Als erster erklärte ÖVP-Finanzminister Magnus Brunner am Dienstag, er habe "natürlich Verständnis für die Europäische Kommission, hier ein Zeichen zu setzen". "Auf der anderen Seite geht es um die Zukunft Europas. Und ich gehe davon aus, dass auch Ungarn die europäische Idee ganz vorne dran stellen wird", so Brunner

Es gehe darum, die drängenden Probleme der Europäischen Union wie etwa die Wettbewerbsfähigkeit voranzubringen und auch mit dem ungarischen Vorsitz weiter zusammenzuarbeiten. 

Ob er selbst zu dem informellen Treffen der Finanzminister fahren wird, ließ sich Brunner offen. Die Bundesregierung werde eine gemeinsame Linie diskutieren.

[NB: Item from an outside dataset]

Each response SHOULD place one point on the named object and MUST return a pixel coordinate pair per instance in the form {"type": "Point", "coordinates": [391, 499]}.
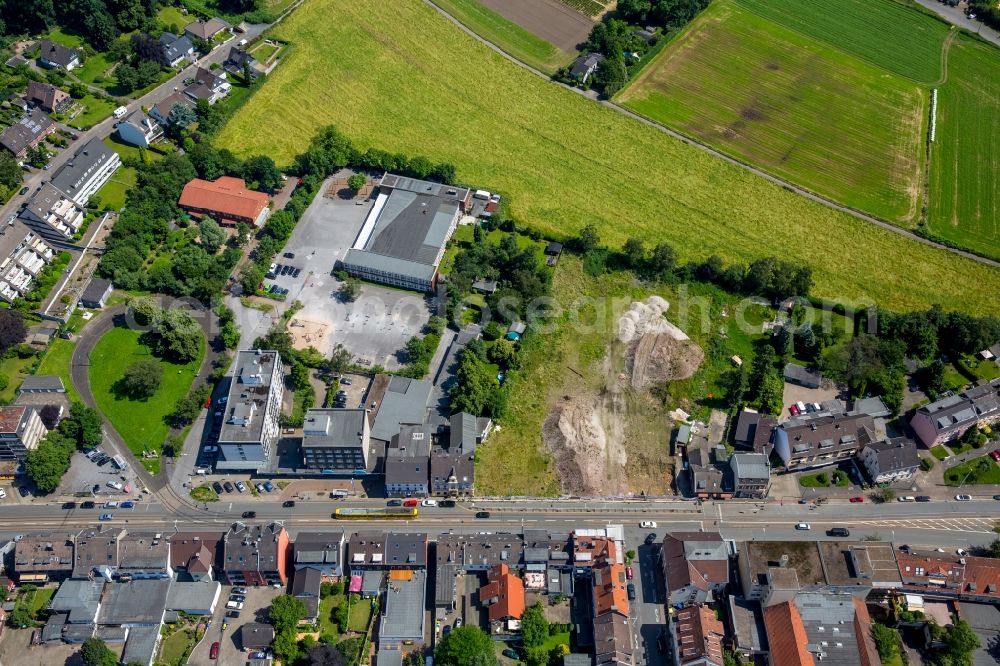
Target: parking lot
{"type": "Point", "coordinates": [377, 325]}
{"type": "Point", "coordinates": [258, 600]}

Brunner, der sich für den Posten des EU-Kommissars in Stellung gebracht hat, plädiert zudem für eine rasche Nominierung des österreichischen Kommissars, "damit auch ein entsprechendes Portfolio für Österreich am Ende des Tages übrig bleibt". Den von den Grünen vorgeschlagenen Ex-Vizepräsidenten des Europaparlaments, Othmar Karas (ÖVP), schätze er sehr, so Brunner.

Kocher zurückhaltend

Wirtschafts- und Arbeitsminister Martin Kocher übte sich bei der Frage, ob er an den Räten teilnehmen werde, in Zurückhaltung. Dies hänge immer vom Terminplan ab.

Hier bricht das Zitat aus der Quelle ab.